Porém, muitos questionam quais são as mensagens que esse tipo de obra passa aos leitores. Concordo que nos filmes e séries, a tecnologia e os alienígenas acabam roubando a cena e acabam relegando os enredos para segundo plano. Se formos tomar como exemplo Jornada nas Estrelas, eles têm um princípio interessante de cooperação, justiça, trabalho em equipe, aliados ao uso da tecnologia que tanto é benéfica quanto desastrosa. A destruição de Vulcano no novo filme foi chocante... Enche um pouco o saco de tão certinha algumas vezes!

Guerra nas Estrelas, por sua vez, nunca me encantou como o fez com milhões pelo mundo. Não é pelos efeitos ou pela ciência, que é obscura e vaga, diferente de Jornada que explica como muitas das maravilhas acontecem. O bem e o mal de Guerra nas Estrelas, o império sem sentido que aniquila tudo por aí com os poderes do Darth Vader. É uma franquia muito bem sucedida apoiada no totalitarismo, na ditadura e no esmagamento da minoria, uma característica nos tempos da Guerra Fria, que hoje precisa ser reciclada. As mensagens que as obras de ficção passam são muito poderosas, porque passam despercebidas do público que está interessado nos sabres de luz.

O clássico 1984, com seu Grande Irmão (Big Brother), que a todos controla, Neuromancer, onde a tecnologia foi incorporada à biologia e a inteligência deixou de ser orgânica para ser artificial, estão muito mais próximos da nossa realidade do que Guerra nas Estrelas, por exemplo. Justamente pelos assuntos que tratam.

O físico e escritor David Brin fez comentários ácidos e bastante pertinentes quando o assunto é a mensagem que as obras de FC passam aos seus leitores. Num artigo originalmente escrito para o caderno Mais! da Folha de São Paulo, ele alerta para o tipo de entretenimento que George Lucas anda pondo nas telas. Vale a pena dar uma conferida no artigo.

Não sou pessimista com relação ao futuro da FC no Brasil. No entanto, acho que vai demorar para o estilo seja respeitado assim como as obras de Dan Brown e Paulo Coelho são.

Até mais!

Comentários

  1. O comecinho desse post foi no melhor estilo "caiu a ficha" - realmente o baixo consumo popular (na falta de um termo melhor) de ficção científica aqui na terra brasilis realmente está calcada na nossa falta de interesse em ciência e cultura.
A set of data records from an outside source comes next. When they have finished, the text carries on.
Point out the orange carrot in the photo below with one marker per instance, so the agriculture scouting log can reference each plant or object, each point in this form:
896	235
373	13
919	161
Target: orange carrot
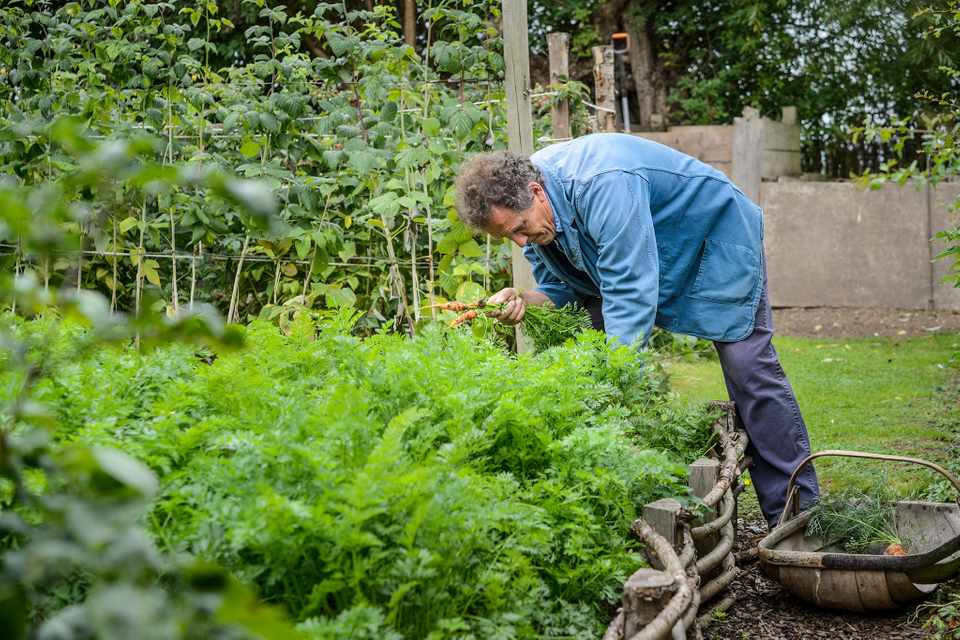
465	317
459	307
    Lembro-me que sempre disse que se um dia eu poder investir dinheiro em algo, que eu gostaria de montar uma escola para formar engenheiros e cientistas. Aqui querer usar o cérebro é algo para verdadeiros apaixonados, pois há poucos incentivos (fapesp e bolsas universitárias) e um pesquisador com pós-doutorado consegue ganhar menos que algumas secretárias de empresa.

    Sempre fui fascinado por ficção científica, principalmente daquelas que nos jogam anos para frente, mas com os dois pés no chão e com os olhos nas estrelas.

    É ruim não ter apoio para publicação desse conteúdo por aqui, mas como você mesma já apontou, estamos em uma época única em que não precisamos mais de intermediários para chegar no nosso público leitor.

    Enquanto tiver inspiração, sempre teremos alguém que vai nos ler. É só descobrir como monetizar isso. É um longo caminho, mas nada como um passo de cada vez.